APM tab
The APM tab introduces a per-service view of APM ingestion. Per-metric measurements remain available in the All metrics tab. The APM tab adds the service dimension so you can see and limit APM usage on a per-service basis.
Previously, a rogue label on a single service exhausted the account's trace billing units, caused an APM outage for the affected metric across the account, and took down other services that shared the metric (noisy neighbor).
Per-service APM spanmetrics splits APM usage and limits by service:
- Per-service attribution. Coralogix tracks each service's share of APM volume, time series, and units independently, so the source of any spike is obvious.
- Per-service limits. Each service has its own APM usage budget across all 16 APM spanmetrics. When one service hits its limit, Coralogix limits only that service's data. Every other service keeps reporting at full resolution.
Use the APM tab to see how each service is tracking against its limit. The APM tab helps observability teams:
- Track APM volume and cost per service.
- Find services approaching their per-service limit and act before they reach it.
- Compare services to prioritize cleanup.
What you need
- The
METRICS.DATA-ANALYTICS#HIGH:READpermission.
Open the APM tab
- Go to Settings, then select Metric data.
- Select the APM tab.
- Use the date picker to select a day. The current day is the default.
- Select Share to copy a permalink to the current view.
Review top-level usage
Three summary charts aggregate ingestion across every APM service on the selected day, so a spike there signals account-wide pressure even before you know which service is responsible. Use the charts to understand how APM volume and time series count change over time:
Total samples: Metric data points ingested on the selected day.
Use this chart to spot ingestion spikes or drops that might indicate deployment issues, noisy services, or unexpected increases in span volume.
Total time series: Unique time series on the selected day.
Use this chart to detect sudden growth in time series count, often caused by new services, unsanitized labels (for example, raw URL paths in
span_name), or dimensions that produce many time series.Total units: Billing units generated on the selected day.
Use this chart to see how ingestion or time series changes influence your cost. A spike in units without a matching spike in samples often points to a small number of services producing excessive time series.
Hover any bar to see the exact value for that day.
Explore the Services table
The Services table attributes APM volume, time series, and units to each service that emitted APM data on the selected day, so the source of any account-level spike is one row away. A single service that starts producing a runaway label appears as an outsized share of the account total before it eats into the account's trace budget or trips its per-service limit.
The table includes the following fields:
- Name: The
service_namelabel value. - Status: The service's current limit state.

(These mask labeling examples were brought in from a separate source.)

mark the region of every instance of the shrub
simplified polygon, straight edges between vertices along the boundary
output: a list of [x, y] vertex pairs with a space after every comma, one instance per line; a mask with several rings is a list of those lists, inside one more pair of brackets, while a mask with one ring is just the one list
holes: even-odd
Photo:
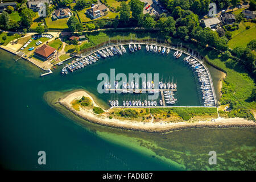
[[121, 110], [119, 114], [125, 118], [138, 118], [138, 113], [137, 111], [133, 109], [126, 109]]
[[102, 109], [98, 107], [93, 107], [93, 110], [95, 113], [98, 114], [104, 113], [104, 111], [102, 110]]

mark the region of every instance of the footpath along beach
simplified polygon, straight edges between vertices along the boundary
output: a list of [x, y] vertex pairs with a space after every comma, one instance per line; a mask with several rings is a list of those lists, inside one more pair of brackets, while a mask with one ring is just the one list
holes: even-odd
[[[189, 128], [199, 127], [255, 127], [253, 121], [248, 121], [243, 118], [213, 118], [214, 121], [202, 121], [195, 122], [180, 122], [177, 123], [162, 122], [137, 122], [130, 120], [120, 120], [116, 118], [110, 119], [107, 114], [96, 114], [92, 109], [85, 109], [80, 107], [79, 111], [72, 107], [72, 101], [79, 100], [82, 96], [89, 97], [93, 102], [94, 107], [99, 107], [93, 98], [85, 91], [75, 91], [65, 98], [60, 98], [57, 103], [72, 112], [79, 117], [99, 125], [112, 127], [121, 128], [127, 130], [143, 131], [147, 132], [164, 133], [172, 130], [177, 130]], [[106, 113], [108, 110], [104, 110]]]

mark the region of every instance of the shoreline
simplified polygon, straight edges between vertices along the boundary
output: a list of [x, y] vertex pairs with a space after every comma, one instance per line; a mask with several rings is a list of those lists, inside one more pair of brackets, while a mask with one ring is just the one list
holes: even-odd
[[[84, 90], [73, 92], [64, 98], [60, 98], [57, 103], [59, 104], [69, 111], [75, 114], [80, 118], [85, 119], [89, 122], [102, 126], [119, 128], [134, 131], [141, 131], [150, 133], [166, 133], [171, 131], [179, 130], [192, 128], [228, 128], [228, 127], [254, 127], [256, 124], [253, 121], [248, 121], [243, 118], [232, 118], [214, 119], [215, 121], [202, 121], [193, 123], [180, 122], [177, 123], [166, 123], [160, 121], [157, 123], [143, 122], [131, 121], [129, 120], [120, 120], [116, 118], [109, 119], [104, 115], [98, 115], [92, 111], [83, 109], [80, 107], [80, 110], [76, 110], [72, 107], [71, 102], [75, 99], [80, 99], [83, 96], [88, 97], [92, 100], [93, 105], [98, 107], [92, 97]], [[108, 112], [108, 110], [104, 110]]]

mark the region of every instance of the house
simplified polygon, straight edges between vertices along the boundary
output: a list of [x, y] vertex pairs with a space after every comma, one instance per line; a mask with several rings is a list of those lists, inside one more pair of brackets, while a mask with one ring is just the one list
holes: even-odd
[[85, 38], [86, 38], [86, 37], [84, 35], [79, 36], [79, 40], [84, 40], [84, 39], [85, 39]]
[[52, 14], [52, 17], [53, 19], [65, 18], [69, 17], [72, 15], [72, 13], [68, 8], [61, 8], [54, 11], [54, 13]]
[[104, 15], [104, 13], [108, 11], [108, 7], [104, 5], [96, 5], [91, 9], [87, 10], [86, 13], [89, 14], [92, 18], [95, 19]]
[[206, 27], [209, 27], [212, 29], [217, 27], [217, 26], [221, 23], [221, 22], [218, 18], [215, 17], [204, 19], [204, 23]]
[[44, 60], [47, 60], [52, 56], [56, 52], [57, 50], [48, 45], [44, 44], [40, 47], [38, 48], [34, 52], [35, 55], [43, 59]]
[[27, 1], [27, 6], [30, 9], [37, 12], [40, 10], [39, 5], [42, 3], [49, 4], [49, 0], [30, 0]]
[[245, 18], [254, 19], [256, 15], [255, 11], [243, 10], [243, 14]]
[[15, 10], [17, 5], [16, 3], [16, 2], [8, 2], [0, 3], [0, 13], [2, 13], [3, 11], [6, 10], [8, 6], [12, 6], [14, 9], [14, 10]]
[[221, 15], [218, 19], [223, 24], [230, 24], [236, 22], [236, 16], [232, 13], [225, 13]]
[[79, 41], [79, 37], [76, 36], [71, 36], [69, 38], [69, 40], [76, 40], [77, 41]]

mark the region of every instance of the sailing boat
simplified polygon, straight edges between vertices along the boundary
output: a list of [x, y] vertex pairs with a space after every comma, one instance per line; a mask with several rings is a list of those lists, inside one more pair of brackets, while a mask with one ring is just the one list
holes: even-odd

Use this to spot services that are approaching or have already exceeded their service-level limit.
Usage: Aggregate data volume (in GB or TB) and billing units across all 16 APM spanmetrics for this service.
Use this column to identify services that consume the most storage or cost.
% Usage: This service's share of total APM usage across all services.
Use this to compare the relative cost impact of each service.
Samples: Total sample count for this service across all 16 APM spanmetrics.
Use this to understand ingestion volume and confirm whether high-unit services truly have high sample counts.
% Samples: This service's share of total APM samples across all services.
Time series: Total unique time series across all 16 APM spanmetrics for this service.
Use this to locate services that contribute most to your APM time series footprint. This is the key metric for service-level time series limits, which are configured under Fair usage limits, in the APM service level limits section.
% Time series: This service's share of total APM time series across all services.
Use this to rank services by their impact on time series count.
Use the Search field to filter services by name. Sort any column by selecting its header. The default sort is by Usage descending — highest-usage services appear first.
Investigate and optimize APM ingestion
Use the Services table to:
- Rank services by cost. Sort by Usage or % Usage to find the highest-cost services.
- Identify high-time-series services. Sort by Time series or % Time series to see which services create the most time series.
- Spot outliers. A small number of services often account for a disproportionate share of time series. Look for services whose share of samples is in the single digits but whose share of time series is in the double digits.
Drill into a specific service
Once a service stands out in the Services table, the drilldown isolates its contribution so you can find the specific metric driving the spike. Select any row in the Services table to open the service drilldown. The drilldown header shows the service name, total Time series, total Usage (GB and units), and total Samples on the selected day, along with a date picker.
The Overview tab visualizes daily ingestion trends for the service.
Use the Show toggle to switch the unit displayed across all charts:
- Unit usage: Billing units per day.
- Data volume: Bytes ingested per day.
- Sample count: Data points per day.
- Time series: Unique series per day.
The drilldown includes a Metric [mode] per day panel: a bar chart showing the selected mode aggregated across all 16 APM spanmetrics for this service, broken down by day.
Use the drilldown to:
- Detect ingestion spikes or drops on a specific day.
- Compare trends across modes. For example, a time series climb without a matching sample-count climb often indicates a label-value explosion.
Limitations
- The APM tab covers only the 16 APM spanmetrics. For other metrics, use the All metrics tab.
Limit enforcement
Service-level APM limits are enforced automatically. When a service exceeds its limit, the service writes straight to the archive. Use the limita.labsViolation dataset to continue the workflow.